A few years ago, I was enthralled by the Dan Brown thriller, Digital Fortress. To be honest, that's actually the book that spiked my interest in security and cryptography in the first place.

One of the key points of the novel has the heros racing against the clock to crack a worm placed by a former NSA engineer before outside hackers breach the final layer of security around the network. At one point they even visualize the network's security as a layer of concentric rings being constantly attacked by "snakes" from the outside.

A great visualization for a sci-fi thriller. Not so much for a book explaining digital security.

Cybersecurity

This year I started challenging myself by taking a Coursera series on cybersecurity. It's a combination of four classes and a capstone to pull everything together. The courses themselves cover:

  • Usable security (i.e. making secure systems not easily compromised by lazy users)
  • Software security (understanding things like memory leaks and injection attacks)
  • Cryptography (explaining the core principles of secure communication)
  • Hardware security (explaining and protecting against certain side-channel attacks)

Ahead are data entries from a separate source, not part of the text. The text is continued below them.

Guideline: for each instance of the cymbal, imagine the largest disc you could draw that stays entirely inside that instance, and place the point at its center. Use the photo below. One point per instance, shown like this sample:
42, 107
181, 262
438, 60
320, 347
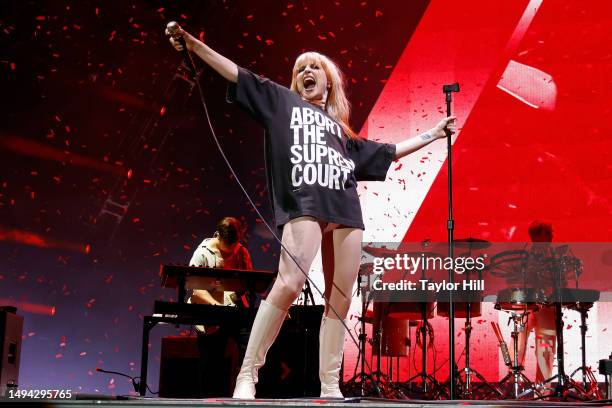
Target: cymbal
473, 243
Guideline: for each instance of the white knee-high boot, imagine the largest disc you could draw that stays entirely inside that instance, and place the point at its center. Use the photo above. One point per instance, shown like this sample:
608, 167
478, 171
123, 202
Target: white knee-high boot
266, 326
331, 346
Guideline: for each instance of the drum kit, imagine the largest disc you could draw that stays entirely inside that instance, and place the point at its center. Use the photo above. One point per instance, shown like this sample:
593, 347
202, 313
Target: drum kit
523, 294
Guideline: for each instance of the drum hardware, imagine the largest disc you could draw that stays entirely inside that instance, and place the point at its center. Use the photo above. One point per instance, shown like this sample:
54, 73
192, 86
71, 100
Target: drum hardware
564, 383
467, 309
589, 382
430, 386
515, 375
361, 380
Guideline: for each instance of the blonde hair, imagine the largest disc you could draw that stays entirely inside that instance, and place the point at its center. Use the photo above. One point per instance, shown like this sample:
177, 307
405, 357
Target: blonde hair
337, 105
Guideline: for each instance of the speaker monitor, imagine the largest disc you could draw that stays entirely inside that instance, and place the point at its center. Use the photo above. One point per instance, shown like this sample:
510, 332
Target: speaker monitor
11, 329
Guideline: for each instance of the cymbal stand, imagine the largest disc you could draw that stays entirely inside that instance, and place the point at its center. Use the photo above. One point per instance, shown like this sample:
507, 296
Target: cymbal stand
430, 386
466, 391
361, 378
516, 375
564, 382
589, 382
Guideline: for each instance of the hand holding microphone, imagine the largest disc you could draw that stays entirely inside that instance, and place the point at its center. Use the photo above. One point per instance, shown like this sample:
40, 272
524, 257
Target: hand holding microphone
182, 41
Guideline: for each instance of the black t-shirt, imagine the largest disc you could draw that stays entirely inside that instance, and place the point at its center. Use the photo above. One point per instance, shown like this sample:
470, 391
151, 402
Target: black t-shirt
313, 168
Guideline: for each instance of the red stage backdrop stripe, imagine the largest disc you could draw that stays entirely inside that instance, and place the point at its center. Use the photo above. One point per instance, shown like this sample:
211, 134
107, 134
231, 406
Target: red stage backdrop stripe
467, 42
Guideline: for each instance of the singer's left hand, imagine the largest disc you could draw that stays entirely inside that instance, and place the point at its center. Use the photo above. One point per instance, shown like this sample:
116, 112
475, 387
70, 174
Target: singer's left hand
439, 131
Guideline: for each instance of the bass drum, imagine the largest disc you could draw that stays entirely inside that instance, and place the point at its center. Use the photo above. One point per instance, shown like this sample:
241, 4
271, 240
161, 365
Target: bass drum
519, 299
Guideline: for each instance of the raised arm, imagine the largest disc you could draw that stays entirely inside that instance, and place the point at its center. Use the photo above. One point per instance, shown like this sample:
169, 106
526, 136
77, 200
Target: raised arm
413, 144
224, 66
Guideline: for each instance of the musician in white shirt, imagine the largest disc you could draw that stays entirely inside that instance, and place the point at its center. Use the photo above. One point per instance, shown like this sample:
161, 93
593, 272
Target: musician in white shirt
221, 347
225, 251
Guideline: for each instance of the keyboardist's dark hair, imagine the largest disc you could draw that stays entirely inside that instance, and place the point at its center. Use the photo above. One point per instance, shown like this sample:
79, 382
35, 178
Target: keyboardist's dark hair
230, 230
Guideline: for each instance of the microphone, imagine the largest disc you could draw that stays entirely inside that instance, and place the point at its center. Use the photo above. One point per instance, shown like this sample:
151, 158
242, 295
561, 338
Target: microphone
173, 30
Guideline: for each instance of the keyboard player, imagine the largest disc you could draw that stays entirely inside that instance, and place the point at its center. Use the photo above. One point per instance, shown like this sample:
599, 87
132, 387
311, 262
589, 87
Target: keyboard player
221, 347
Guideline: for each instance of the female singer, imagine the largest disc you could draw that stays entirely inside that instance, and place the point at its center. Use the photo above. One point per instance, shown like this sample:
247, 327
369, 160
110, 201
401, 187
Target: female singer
314, 161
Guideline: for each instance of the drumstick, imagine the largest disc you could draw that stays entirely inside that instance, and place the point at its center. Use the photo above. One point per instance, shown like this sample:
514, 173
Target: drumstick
502, 344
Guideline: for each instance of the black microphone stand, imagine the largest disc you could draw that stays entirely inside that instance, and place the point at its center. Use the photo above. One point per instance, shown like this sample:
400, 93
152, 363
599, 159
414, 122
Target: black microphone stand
450, 225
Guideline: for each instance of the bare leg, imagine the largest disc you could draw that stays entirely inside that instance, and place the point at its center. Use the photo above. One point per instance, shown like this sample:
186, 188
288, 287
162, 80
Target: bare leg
301, 237
347, 255
339, 283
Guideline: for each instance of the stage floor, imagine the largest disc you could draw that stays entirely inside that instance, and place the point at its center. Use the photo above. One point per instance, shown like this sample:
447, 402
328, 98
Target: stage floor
89, 401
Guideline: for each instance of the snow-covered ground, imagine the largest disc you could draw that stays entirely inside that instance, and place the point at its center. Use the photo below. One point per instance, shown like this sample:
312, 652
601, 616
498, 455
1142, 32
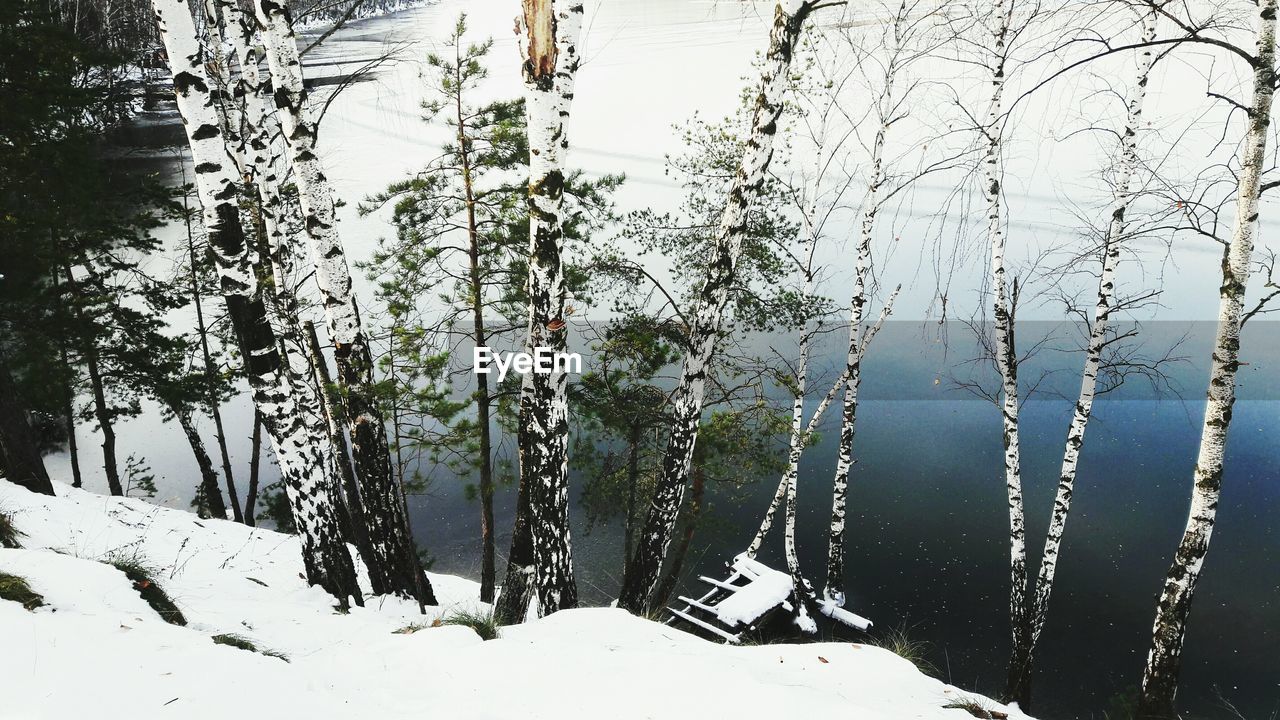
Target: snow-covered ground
96, 650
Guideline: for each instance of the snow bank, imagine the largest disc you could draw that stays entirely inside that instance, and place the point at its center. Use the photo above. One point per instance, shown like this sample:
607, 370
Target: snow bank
97, 651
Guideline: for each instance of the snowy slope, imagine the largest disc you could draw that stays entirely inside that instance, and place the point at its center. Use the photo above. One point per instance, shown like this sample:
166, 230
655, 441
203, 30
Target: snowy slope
96, 650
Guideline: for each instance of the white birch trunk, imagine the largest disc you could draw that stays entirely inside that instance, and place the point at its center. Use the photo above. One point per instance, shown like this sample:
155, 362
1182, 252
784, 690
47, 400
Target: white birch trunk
325, 554
833, 591
1102, 310
1160, 680
552, 30
1002, 310
394, 566
707, 315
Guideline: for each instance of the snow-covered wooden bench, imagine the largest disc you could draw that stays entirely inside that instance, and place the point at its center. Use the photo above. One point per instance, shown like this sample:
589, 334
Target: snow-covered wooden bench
746, 598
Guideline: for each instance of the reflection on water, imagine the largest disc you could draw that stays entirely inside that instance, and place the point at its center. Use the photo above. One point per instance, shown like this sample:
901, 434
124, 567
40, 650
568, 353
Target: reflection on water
928, 528
928, 524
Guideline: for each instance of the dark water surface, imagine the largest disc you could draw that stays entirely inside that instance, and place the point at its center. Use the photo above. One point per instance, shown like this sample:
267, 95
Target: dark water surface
928, 525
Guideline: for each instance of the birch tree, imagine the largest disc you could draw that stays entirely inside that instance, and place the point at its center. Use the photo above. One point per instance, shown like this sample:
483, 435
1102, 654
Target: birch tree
886, 58
551, 62
707, 315
394, 568
1112, 242
1164, 660
325, 555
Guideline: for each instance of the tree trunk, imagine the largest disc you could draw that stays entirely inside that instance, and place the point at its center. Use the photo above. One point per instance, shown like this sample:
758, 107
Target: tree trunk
396, 568
338, 440
214, 401
551, 64
676, 566
833, 589
1022, 659
328, 563
632, 481
19, 450
516, 592
210, 491
103, 413
1006, 354
1164, 661
69, 410
483, 399
255, 463
686, 404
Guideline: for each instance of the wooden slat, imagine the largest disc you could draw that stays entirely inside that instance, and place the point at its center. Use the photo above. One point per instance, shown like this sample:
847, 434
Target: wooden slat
707, 627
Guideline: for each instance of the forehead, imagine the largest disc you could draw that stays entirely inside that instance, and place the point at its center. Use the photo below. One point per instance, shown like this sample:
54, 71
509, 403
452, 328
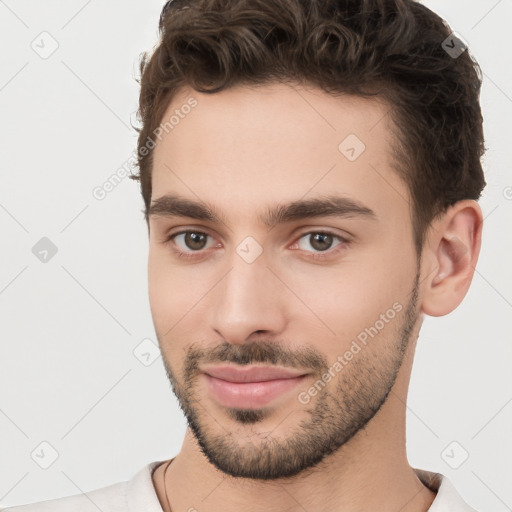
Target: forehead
248, 146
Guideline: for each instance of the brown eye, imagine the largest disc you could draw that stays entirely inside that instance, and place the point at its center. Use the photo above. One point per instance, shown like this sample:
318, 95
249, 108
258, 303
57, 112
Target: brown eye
195, 241
190, 240
318, 240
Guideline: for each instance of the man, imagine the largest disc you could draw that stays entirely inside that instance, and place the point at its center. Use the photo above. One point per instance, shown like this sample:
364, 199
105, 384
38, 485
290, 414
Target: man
310, 171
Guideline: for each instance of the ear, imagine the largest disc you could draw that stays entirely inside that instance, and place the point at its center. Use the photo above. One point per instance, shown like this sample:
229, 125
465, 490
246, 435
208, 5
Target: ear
449, 257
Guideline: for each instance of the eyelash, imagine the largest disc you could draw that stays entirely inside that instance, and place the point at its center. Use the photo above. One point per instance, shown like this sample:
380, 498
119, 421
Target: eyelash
316, 256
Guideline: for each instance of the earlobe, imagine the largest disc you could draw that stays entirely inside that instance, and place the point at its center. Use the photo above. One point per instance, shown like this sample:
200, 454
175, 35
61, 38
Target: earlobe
452, 248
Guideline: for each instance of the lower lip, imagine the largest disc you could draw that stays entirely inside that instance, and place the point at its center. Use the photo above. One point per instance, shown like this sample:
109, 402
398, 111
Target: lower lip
249, 395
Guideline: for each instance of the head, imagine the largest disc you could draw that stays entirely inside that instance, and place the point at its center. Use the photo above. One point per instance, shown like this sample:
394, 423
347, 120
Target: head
309, 171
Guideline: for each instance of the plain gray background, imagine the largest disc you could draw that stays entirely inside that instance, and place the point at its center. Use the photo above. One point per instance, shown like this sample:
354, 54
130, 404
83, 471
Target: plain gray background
72, 374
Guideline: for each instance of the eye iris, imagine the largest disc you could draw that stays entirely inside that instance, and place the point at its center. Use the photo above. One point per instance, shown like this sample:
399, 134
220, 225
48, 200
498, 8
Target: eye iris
192, 240
324, 239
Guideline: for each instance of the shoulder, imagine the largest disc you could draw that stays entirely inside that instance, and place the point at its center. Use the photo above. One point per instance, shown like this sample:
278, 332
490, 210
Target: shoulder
109, 499
135, 494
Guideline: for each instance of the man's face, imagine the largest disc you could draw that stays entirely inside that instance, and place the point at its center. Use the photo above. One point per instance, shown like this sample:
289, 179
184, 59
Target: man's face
329, 299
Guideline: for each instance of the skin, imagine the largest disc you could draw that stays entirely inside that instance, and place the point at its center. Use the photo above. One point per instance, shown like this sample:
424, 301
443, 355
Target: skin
245, 150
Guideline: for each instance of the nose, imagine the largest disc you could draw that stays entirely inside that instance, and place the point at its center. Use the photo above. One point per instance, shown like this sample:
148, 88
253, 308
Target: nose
249, 299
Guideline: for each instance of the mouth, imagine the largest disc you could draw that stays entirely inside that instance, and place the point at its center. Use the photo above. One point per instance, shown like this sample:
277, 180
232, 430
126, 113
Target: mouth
250, 387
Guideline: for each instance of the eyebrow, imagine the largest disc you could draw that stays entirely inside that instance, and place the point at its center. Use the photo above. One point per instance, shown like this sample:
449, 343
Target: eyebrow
172, 205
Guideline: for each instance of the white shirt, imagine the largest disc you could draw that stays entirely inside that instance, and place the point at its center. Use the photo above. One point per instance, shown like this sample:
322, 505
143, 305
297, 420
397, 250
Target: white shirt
139, 495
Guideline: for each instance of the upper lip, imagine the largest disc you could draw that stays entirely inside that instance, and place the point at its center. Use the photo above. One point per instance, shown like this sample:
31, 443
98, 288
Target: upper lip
251, 373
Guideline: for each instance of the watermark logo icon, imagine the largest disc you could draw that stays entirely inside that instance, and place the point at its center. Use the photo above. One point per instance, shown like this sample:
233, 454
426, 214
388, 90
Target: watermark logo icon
45, 45
44, 250
249, 249
351, 147
44, 455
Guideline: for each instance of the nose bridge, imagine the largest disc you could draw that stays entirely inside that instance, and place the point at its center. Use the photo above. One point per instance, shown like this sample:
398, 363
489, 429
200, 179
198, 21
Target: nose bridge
247, 299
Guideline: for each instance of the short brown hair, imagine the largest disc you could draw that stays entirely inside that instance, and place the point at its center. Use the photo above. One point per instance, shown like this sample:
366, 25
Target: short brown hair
389, 48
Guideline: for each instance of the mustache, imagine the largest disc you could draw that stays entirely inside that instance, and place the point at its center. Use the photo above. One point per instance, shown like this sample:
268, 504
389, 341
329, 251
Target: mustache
271, 353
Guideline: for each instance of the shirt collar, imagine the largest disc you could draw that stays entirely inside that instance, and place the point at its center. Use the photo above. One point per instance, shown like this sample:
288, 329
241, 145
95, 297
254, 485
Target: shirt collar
141, 493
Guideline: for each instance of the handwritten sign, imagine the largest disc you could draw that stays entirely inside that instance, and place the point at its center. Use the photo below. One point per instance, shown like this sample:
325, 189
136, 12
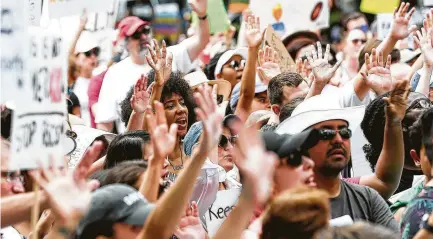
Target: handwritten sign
272, 39
63, 8
14, 39
39, 118
287, 18
220, 209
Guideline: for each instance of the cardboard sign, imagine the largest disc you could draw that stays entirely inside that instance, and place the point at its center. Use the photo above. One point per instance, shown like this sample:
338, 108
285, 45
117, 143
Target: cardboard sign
287, 18
63, 8
384, 21
13, 42
220, 209
272, 39
40, 114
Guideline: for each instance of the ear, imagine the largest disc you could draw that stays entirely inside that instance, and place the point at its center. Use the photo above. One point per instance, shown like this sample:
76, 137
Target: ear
276, 109
415, 157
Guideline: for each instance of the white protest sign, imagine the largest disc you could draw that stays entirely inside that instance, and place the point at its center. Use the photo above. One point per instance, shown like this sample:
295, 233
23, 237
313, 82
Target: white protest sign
63, 8
35, 12
220, 209
384, 21
13, 42
40, 114
287, 17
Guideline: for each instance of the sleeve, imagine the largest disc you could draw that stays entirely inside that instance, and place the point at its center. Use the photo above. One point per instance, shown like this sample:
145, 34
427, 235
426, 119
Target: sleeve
106, 111
181, 60
381, 212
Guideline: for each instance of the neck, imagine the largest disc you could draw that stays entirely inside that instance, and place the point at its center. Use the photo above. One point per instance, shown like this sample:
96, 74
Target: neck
331, 184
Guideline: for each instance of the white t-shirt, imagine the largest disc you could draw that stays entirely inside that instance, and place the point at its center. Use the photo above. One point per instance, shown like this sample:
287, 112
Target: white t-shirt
121, 77
80, 89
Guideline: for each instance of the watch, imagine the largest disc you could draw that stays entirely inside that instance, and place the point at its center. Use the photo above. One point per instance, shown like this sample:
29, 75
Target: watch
425, 224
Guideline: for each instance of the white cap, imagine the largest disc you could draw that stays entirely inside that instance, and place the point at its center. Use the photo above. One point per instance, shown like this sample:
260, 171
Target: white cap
242, 51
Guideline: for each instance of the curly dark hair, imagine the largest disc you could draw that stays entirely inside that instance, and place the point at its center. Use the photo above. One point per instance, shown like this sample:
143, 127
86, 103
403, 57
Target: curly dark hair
373, 127
176, 84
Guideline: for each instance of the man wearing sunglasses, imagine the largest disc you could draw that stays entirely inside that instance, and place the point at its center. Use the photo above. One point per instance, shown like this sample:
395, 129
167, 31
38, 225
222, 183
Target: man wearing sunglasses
137, 35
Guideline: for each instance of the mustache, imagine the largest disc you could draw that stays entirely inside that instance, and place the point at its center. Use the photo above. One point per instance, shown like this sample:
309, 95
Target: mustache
334, 147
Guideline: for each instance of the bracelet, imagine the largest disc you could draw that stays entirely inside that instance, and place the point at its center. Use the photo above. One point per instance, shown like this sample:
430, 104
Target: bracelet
203, 18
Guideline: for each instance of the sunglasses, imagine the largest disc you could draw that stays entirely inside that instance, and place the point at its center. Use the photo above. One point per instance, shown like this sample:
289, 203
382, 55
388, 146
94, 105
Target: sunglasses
95, 51
357, 41
237, 64
224, 141
327, 134
145, 30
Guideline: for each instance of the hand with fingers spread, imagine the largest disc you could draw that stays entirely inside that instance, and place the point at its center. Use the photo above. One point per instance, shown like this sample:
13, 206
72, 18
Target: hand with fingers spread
424, 40
160, 61
378, 72
400, 25
163, 139
140, 98
269, 64
396, 103
253, 33
189, 226
212, 121
322, 70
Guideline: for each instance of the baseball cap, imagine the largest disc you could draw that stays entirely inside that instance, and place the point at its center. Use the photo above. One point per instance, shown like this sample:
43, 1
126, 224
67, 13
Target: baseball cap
129, 25
112, 204
285, 144
318, 109
242, 51
260, 87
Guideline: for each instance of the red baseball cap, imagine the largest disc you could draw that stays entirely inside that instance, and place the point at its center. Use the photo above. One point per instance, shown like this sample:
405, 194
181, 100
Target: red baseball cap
129, 25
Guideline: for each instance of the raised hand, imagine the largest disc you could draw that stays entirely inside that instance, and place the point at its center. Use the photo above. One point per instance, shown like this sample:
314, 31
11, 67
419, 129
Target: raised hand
198, 6
322, 70
400, 25
253, 34
160, 61
140, 98
189, 226
378, 72
162, 138
396, 103
269, 68
424, 40
212, 121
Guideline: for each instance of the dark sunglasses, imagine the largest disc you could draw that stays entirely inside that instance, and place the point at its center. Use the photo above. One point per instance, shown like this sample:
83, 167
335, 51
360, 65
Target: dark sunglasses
224, 141
327, 134
95, 51
356, 41
145, 30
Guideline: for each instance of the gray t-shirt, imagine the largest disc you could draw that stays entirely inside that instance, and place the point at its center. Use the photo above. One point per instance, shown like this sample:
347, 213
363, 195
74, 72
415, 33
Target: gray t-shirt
362, 203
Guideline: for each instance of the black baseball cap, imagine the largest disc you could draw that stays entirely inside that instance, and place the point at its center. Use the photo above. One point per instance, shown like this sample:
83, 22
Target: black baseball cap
113, 204
285, 144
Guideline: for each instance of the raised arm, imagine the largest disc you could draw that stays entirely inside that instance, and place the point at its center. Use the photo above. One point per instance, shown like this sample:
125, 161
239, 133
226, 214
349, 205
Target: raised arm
390, 163
247, 91
163, 220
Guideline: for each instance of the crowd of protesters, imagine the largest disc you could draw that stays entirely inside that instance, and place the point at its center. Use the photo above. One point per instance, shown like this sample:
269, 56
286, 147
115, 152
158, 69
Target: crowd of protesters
183, 129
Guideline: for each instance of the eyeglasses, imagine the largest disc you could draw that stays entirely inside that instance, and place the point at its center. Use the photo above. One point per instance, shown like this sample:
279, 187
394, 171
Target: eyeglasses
357, 41
237, 64
224, 141
327, 134
95, 51
145, 30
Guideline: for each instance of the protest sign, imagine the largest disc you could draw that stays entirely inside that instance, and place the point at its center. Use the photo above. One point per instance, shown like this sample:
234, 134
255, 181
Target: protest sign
384, 21
217, 16
14, 39
220, 209
63, 8
39, 118
272, 39
374, 6
288, 18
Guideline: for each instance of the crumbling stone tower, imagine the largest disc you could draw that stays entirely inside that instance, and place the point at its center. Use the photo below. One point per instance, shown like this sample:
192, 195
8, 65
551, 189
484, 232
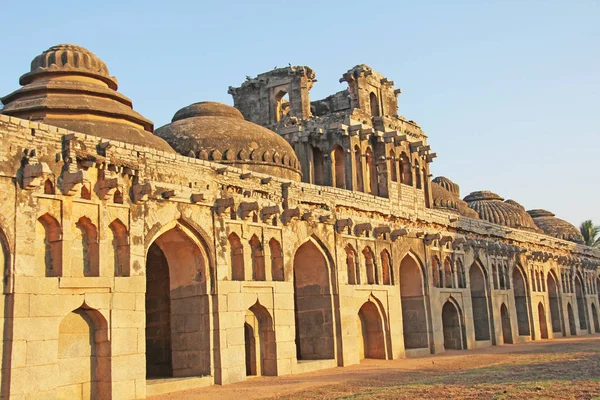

It's been a fantastic run thus far. Challenging, engaging, enlightening.

Among other things, the courses have shown me the different layers of security present in modern web applications and how to better understand and work with each.

Much of the software that runs the framework of my sites is built on top of C and C++. There are certain aspects to these languages that make them ideal for such a purpose - namely, speed. There are other aspects that make them somewhat dangerous to use in a distributed context. Take for example the recent Heartbleed memory overflow attack. Or the Shellshock code injection attack.

Dealing with networked software means we also have to understand and protect against untrusted data introducing potential side-effects; we have to sanitize data inputs to prevent remote code/data injection.

The fact that products are used by humans means we need to code with the end-users in mind. A system that forces users to change their passwords to a unique, "strong" password every three months might feel secure; the chances administrators will re-use passwords across applications (or render them insecure through some other means) are so high as to destroy any security this might present.

My only complaint about these courses thus far is that we haven't gone far enough into network security. Every course has explicitly stated that students aren't expected to understand networking and just teaches the primitives involved with the various topics. To be sure this is very useful, but in a world of increasingly remote communication, it's not going to continue to take us that far.

There are many layers to any notion of security. How well do you understand each?